Pish and tosh. If you read Dear Abby and that ilk, you will know that there are many people who would have better lives if they used the scientific method in relationships. Your girlfriend loves you is the hypothesis. If she does love you, she will say it, she will want to be around you, and she will treat you reasonably well. If she seldom comes home until 5 am, we might falsify the hypothesis that she loves you, right? The scientific method does not require lab coats or publishing in peer reviewed journals, by the way.

How are your neighbors doing? That is observation and data collection. You test whether your coworkers are trustworthy all the time. And people make up models of how the American public behaves all the time, and tests them in experiments. My daughter does this in grad school, and is very frustrated when the results show that responses supporting her hypothesis may be due to chance with too high a probability.

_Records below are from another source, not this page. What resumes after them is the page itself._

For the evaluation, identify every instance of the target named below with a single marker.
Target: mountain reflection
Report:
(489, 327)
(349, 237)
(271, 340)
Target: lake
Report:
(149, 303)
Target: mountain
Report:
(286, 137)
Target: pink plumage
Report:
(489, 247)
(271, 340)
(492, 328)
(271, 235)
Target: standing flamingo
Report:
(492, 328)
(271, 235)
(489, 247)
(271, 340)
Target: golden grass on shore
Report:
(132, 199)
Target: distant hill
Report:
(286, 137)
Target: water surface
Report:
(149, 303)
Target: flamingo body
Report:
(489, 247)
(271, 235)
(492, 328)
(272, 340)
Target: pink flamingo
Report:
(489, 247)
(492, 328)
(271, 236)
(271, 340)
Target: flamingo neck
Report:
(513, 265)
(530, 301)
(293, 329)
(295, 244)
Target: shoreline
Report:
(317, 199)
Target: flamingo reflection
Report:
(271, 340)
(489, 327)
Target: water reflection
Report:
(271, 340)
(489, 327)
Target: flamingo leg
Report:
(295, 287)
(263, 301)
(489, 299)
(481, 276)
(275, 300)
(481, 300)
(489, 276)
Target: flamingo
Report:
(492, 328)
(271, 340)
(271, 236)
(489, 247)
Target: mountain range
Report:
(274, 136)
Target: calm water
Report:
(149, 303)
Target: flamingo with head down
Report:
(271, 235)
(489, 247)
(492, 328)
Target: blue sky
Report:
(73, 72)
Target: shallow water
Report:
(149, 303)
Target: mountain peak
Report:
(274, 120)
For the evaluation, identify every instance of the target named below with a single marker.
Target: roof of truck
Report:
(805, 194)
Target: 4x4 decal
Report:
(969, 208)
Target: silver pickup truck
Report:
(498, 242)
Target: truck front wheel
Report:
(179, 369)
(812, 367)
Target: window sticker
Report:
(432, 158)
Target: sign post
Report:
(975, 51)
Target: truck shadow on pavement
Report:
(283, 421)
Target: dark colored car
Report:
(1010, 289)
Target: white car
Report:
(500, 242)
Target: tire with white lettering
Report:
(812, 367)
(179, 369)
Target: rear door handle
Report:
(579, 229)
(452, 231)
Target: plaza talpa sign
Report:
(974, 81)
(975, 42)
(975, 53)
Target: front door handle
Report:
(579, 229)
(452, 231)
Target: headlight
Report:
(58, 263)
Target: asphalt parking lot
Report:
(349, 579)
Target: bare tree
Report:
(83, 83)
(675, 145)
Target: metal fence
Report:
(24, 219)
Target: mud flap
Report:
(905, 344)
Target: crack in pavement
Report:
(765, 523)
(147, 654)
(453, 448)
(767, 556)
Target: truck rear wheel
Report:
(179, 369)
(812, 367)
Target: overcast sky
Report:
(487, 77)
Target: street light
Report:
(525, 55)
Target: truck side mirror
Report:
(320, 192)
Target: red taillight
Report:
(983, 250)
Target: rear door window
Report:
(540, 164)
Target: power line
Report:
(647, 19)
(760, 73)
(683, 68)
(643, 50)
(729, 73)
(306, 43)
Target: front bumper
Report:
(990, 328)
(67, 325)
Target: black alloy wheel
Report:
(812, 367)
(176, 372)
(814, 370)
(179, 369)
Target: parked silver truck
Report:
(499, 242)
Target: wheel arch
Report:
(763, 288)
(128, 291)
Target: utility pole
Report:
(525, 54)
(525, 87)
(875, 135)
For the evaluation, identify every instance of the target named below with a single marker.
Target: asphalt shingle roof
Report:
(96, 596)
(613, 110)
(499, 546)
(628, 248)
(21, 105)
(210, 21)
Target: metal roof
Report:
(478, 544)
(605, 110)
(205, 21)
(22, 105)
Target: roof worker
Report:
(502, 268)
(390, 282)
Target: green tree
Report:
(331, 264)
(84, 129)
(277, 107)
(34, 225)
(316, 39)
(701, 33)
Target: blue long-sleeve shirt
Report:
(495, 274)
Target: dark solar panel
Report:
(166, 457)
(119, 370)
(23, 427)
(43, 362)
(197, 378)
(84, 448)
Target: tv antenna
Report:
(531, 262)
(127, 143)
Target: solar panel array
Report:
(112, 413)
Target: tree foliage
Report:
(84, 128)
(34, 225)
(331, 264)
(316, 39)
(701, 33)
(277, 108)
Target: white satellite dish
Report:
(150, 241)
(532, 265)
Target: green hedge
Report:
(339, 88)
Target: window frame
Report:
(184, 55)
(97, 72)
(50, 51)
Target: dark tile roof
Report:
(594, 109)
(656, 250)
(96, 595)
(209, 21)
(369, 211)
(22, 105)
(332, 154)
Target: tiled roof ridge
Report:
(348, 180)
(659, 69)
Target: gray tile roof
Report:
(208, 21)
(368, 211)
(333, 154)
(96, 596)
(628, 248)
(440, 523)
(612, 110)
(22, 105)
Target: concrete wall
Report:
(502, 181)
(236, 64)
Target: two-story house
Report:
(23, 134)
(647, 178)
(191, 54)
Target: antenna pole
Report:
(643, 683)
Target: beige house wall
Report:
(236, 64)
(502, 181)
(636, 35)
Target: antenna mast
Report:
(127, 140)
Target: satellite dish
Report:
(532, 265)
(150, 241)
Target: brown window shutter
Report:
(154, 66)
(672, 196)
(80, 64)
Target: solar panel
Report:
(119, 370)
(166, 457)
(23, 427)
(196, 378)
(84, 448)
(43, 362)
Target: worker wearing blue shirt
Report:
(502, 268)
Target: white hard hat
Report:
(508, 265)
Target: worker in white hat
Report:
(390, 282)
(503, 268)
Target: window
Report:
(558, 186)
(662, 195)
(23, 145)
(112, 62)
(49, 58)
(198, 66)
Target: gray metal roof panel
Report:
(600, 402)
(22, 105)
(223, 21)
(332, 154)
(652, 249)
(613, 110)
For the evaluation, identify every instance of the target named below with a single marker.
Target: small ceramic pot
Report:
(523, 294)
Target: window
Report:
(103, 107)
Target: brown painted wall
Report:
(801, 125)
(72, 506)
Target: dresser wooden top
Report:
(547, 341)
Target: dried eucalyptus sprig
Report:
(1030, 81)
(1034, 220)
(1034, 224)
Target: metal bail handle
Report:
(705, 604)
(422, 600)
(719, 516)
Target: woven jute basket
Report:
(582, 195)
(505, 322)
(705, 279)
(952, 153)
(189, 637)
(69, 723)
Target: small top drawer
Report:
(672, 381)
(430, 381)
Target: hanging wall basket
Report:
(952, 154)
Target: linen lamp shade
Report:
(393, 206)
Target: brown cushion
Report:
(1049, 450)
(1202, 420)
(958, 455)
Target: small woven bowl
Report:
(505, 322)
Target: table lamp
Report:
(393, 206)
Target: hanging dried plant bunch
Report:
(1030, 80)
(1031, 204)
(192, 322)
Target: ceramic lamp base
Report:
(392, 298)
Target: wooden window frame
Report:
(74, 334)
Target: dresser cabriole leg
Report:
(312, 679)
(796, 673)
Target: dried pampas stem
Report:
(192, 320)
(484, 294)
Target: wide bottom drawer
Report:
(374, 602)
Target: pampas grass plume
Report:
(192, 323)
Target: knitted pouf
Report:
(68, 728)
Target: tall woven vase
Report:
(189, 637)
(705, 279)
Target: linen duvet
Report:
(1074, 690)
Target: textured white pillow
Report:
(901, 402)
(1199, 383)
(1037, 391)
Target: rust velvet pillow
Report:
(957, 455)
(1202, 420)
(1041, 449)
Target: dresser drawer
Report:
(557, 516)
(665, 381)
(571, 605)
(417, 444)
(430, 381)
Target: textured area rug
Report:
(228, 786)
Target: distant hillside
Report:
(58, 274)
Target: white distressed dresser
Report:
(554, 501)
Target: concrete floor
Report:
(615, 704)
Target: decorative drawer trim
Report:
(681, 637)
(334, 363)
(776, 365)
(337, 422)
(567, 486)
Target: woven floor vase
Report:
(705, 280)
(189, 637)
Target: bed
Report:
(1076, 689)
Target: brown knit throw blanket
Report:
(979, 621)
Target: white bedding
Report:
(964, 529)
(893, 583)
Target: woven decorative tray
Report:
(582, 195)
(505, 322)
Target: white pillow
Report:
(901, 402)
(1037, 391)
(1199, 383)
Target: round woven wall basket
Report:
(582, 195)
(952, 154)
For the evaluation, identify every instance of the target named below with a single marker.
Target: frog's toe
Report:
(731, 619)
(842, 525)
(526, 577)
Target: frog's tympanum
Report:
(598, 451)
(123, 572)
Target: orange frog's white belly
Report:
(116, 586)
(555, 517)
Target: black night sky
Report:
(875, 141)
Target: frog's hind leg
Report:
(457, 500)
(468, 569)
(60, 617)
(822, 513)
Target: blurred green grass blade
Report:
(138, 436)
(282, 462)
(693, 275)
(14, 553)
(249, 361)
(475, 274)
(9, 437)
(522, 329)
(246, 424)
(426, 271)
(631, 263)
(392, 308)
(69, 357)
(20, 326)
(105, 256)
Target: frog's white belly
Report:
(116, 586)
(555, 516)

Might I remind you that those who had faith in Bernie Madoff, or faith that the guy with the Brooklyn Bridge deed is trustworthy, or faith that their girlfriends who never come home are not cheating on them, are considered to be boobs.

And as for your last sentence, there are plenty of drugs that work at the physical level and change things at the higher mental level. Hormones too. Don’t you get tetchy when you get hungry?

Yep. Science is common sense made systematic.

Every day we make observations about the world and people around us, come up with explanations for our observations, and then test those explanations against new observations to confirm or falsify them.

Say you’re driving to work and some guy cuts you off in traffic. An observation!

You decide that he’s a jerk. An explanation!
*
But then you see him turn sharply into the emergency entrance to the hospital.* Your explanation has been falsified! He’s not a jerk, he’s got a medical emergency!

The only difference between common sense and science is that science is more careful and methodical. But, from an epistemological perspective, the process is the same.

If you’re claiming that morals and ethics are falsifiable you’d be going aganist the generally accepted philosophical tenents.

I don’t believe they are.

Unless there isn’t a way to test them, like with morality and ethics. I’ve said this before in other threads, but I think of religion itself is the human abstraction of morals and ethics based on human experience.

Which morals and ethics? “Don’t kill people because God/mommy says not to” or “Don’t kill people because murder within a society has negative effects on numerous levels, including a decrease in personal popularity, it incites retaliation which is personally dangerous, it decreases the feeling of safety and security of the people in the area, it attracts negative police attention, and it deprives society of the productivity of the individual, to name a few. These effects may be mitigated if the person killed is agreed to have been themselves acting in a threatening manner, and/or the person in question is deemed to be a member of an outsider class such as a person living in another country that the people in your class and/or society are unfamiliar with. Various other factors may also apply…”?

Morals and ethics are social constructions. So they’re certainly falsifiable within the framework of consensus that causes them to exist in the first place.

Consider the statement: “Murder is wrong.” Outside of a particular social context the statement is meaningless. No truth value can be assigned to it. But within a specific context we can absolutely validate or falsify it.

In a similar manner the statement “That dollar is counterfeit” is meaningless outside a particular social context. There is no culture-independent standard for determining whether a bill is genuine or counterfeit. In fact, even the terms “genuine” and “counterfeit” (like “right” and “wrong”) are meaningless without a social context. However, within a particular context we can absolutely say whether or not a particular bill is counterfeit.